Now, religion and national identity are often closely entwined. In former communist states, such as the Russian Federation and Poland, many say that being Orthodox or Catholic is important to being “truly Russian” or “truly Polish”.

Interestingly, Catholicism in Central and Eastern Europe does not measure up to the levels in upsurge as Orthodox Christianity.

That seems to be down to the fact that much of the population in countries such as Poland and Hungary retained a Catholic identity during the communist era, therefore leaving less of a religious vacuum to be filled when the USSR fell.

There could be a relatively straightforward explanation for this trend.

“It seems that the more universal explanations of the link between religious decline and modernity such as the shift towards secular, rational modes of thinking, individualisation, and greater emphasis on self-actualization values, notably in societies whose citizens feel generally safe and secure, less so in countries suffering from conflict, dislocation and economic precarity help explain why secularisation takes place”, Dr Nadia Beider tells Euronews.

Domenico Stinellis/AP
Petitions to St. Gabriele are left in a bowl at St. Gabriele dell'Addolorata sanctuary in Isola del Gran SassoDomenico Stinellis/AP

Regardless of the status of conflict in a particular nation or, indeed, a person’s chosen denomination, it will be interesting to see when - not if - these more religious nations follow Italy’s lead.
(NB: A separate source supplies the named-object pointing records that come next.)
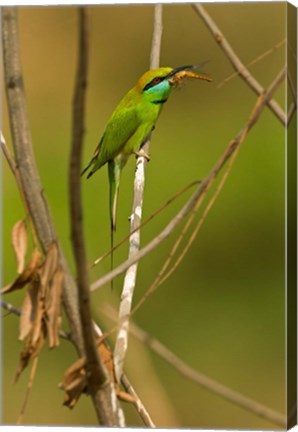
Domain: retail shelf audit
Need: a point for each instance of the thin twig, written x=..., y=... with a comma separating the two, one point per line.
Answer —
x=146, y=221
x=135, y=222
x=230, y=154
x=28, y=174
x=138, y=404
x=254, y=61
x=102, y=393
x=188, y=207
x=28, y=389
x=199, y=378
x=145, y=416
x=236, y=62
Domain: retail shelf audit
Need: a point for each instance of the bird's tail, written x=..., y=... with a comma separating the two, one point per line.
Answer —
x=114, y=180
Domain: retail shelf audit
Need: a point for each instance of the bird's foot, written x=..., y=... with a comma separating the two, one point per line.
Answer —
x=142, y=153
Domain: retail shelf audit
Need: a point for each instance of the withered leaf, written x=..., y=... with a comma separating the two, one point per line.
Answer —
x=28, y=310
x=29, y=351
x=53, y=308
x=19, y=239
x=49, y=267
x=74, y=382
x=37, y=329
x=27, y=275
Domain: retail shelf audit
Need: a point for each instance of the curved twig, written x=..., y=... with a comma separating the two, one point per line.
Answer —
x=236, y=62
x=28, y=173
x=99, y=386
x=201, y=190
x=135, y=222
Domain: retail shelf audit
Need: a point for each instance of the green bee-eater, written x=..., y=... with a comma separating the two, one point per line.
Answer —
x=132, y=123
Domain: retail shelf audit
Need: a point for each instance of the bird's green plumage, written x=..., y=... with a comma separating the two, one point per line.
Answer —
x=129, y=127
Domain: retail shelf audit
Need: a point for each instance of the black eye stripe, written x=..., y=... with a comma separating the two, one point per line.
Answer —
x=153, y=82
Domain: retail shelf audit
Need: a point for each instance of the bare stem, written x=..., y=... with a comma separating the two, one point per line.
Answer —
x=201, y=190
x=201, y=379
x=236, y=62
x=135, y=222
x=100, y=388
x=28, y=174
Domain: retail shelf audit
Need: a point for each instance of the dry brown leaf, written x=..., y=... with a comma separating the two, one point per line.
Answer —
x=28, y=310
x=27, y=275
x=29, y=351
x=53, y=307
x=38, y=329
x=19, y=239
x=74, y=381
x=49, y=267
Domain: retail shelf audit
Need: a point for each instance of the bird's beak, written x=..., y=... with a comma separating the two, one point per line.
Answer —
x=180, y=73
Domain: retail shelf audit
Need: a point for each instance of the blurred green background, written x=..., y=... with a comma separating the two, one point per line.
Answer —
x=222, y=311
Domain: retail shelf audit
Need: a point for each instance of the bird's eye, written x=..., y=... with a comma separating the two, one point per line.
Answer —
x=156, y=80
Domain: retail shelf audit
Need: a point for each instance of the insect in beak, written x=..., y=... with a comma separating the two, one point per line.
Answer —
x=177, y=75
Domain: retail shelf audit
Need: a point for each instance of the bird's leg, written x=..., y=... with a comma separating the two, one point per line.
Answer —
x=142, y=153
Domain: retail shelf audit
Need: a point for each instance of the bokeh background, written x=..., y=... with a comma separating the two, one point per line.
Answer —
x=222, y=311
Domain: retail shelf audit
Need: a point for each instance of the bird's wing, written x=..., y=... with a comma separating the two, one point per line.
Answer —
x=122, y=125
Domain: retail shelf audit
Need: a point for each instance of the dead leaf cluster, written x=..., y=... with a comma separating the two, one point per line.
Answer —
x=41, y=309
x=74, y=382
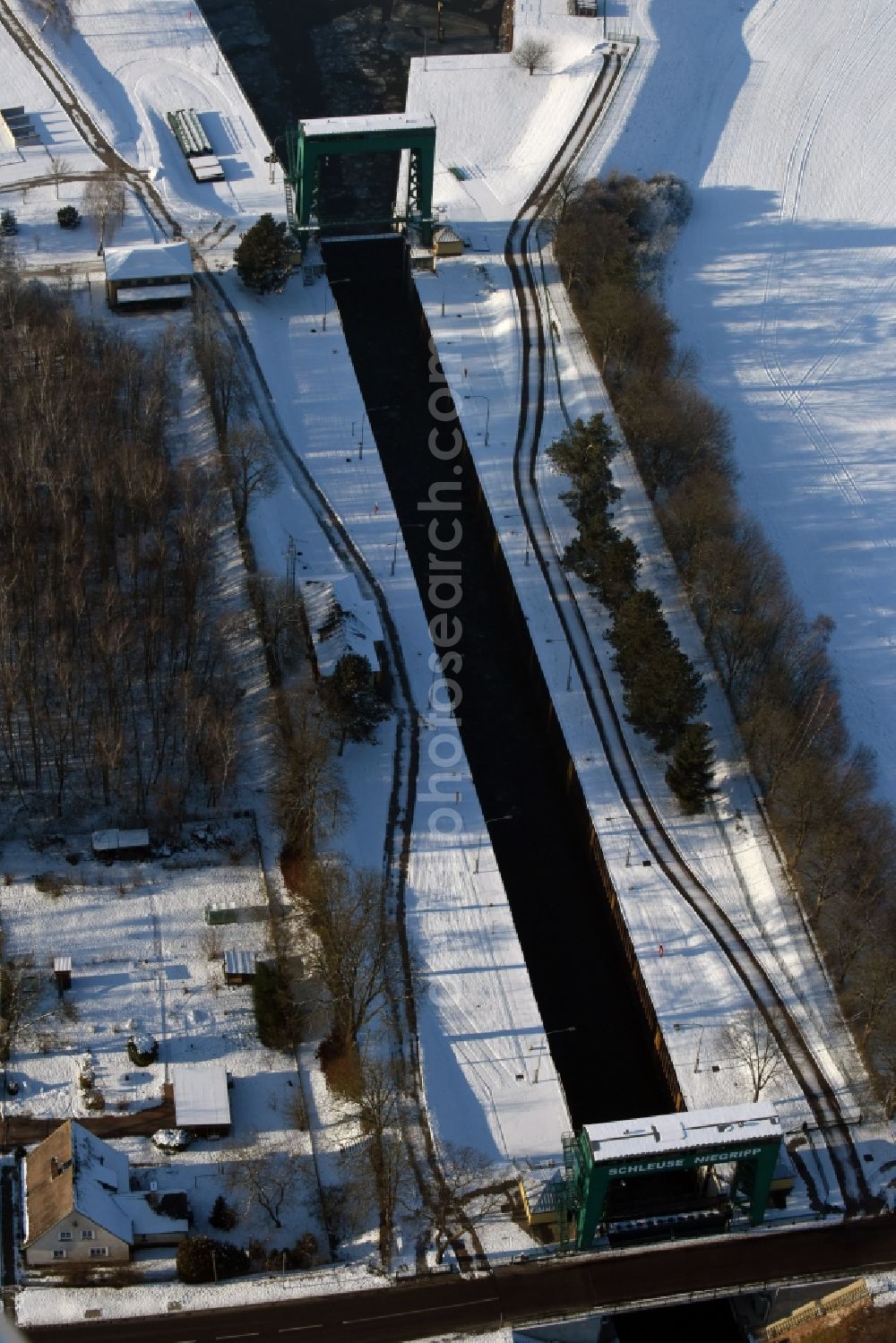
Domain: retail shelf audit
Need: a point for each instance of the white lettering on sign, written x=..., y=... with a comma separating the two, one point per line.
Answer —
x=677, y=1162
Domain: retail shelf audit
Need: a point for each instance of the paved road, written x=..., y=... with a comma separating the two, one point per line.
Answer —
x=437, y=1307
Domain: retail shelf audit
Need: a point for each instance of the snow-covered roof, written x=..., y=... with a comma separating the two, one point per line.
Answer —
x=148, y=263
x=358, y=125
x=153, y=293
x=201, y=1095
x=110, y=841
x=720, y=1125
x=144, y=1218
x=340, y=622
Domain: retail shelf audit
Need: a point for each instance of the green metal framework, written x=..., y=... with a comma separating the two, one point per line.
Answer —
x=589, y=1178
x=311, y=142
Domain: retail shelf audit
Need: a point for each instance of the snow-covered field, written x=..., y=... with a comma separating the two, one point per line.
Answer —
x=739, y=290
x=144, y=960
x=780, y=116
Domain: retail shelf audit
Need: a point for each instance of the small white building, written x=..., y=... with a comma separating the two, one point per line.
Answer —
x=80, y=1208
x=202, y=1104
x=148, y=274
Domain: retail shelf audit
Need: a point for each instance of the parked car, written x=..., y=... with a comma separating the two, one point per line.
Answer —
x=171, y=1139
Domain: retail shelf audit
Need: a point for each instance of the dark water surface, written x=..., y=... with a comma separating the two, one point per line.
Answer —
x=331, y=58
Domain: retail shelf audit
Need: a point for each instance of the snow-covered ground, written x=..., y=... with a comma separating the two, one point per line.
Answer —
x=144, y=960
x=782, y=118
x=50, y=1305
x=500, y=126
x=473, y=317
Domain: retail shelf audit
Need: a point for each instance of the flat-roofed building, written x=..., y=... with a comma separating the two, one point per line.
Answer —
x=202, y=1104
x=148, y=274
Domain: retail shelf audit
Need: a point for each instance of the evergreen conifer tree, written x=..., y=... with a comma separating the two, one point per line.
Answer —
x=265, y=257
x=689, y=774
x=351, y=699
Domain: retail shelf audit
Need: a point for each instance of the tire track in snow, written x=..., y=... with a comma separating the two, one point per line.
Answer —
x=790, y=392
x=807, y=1072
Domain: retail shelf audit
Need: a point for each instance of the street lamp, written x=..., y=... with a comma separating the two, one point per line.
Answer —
x=328, y=285
x=570, y=667
x=218, y=37
x=543, y=1049
x=492, y=821
x=367, y=412
x=481, y=396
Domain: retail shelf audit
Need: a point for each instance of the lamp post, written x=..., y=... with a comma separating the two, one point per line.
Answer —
x=328, y=285
x=218, y=37
x=570, y=667
x=543, y=1049
x=492, y=821
x=367, y=412
x=481, y=396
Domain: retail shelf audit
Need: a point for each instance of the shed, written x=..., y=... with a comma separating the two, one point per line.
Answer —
x=120, y=844
x=446, y=242
x=202, y=1104
x=144, y=273
x=62, y=971
x=239, y=968
x=340, y=621
x=217, y=915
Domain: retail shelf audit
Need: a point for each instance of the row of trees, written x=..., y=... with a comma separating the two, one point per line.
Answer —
x=116, y=677
x=818, y=788
x=662, y=691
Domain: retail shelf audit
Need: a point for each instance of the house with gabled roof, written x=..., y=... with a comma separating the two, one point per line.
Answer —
x=80, y=1208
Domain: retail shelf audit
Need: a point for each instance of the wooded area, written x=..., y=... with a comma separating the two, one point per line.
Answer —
x=116, y=677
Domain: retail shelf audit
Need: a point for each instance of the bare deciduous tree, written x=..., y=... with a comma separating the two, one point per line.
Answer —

Pietro di Bartolomeo, who hails from the city of Teramo, north of Rome, is fearful about the increasing secularisation of Italy and the wider continent, saying the decline in both numbers of priests and regular churchgoers is a real worry.

He’s proof, too, that questioning organised religion is nothing new.

As a teenager, he was bullied because of his family’s strong faith - so much so that he came to see “God as a loser.”

Now 45 and a father of five, he runs a Bible group for teens, trying to keep them connected to their faith after the critical juncture of their confirmation.

Speaking to AP, he emphasises that the church must increase their evangelising practice - or risk irrelevance.

“The old ladies sooner or later will go to the Creator, and that’s where the cycle stops”, di Bartolomeo says.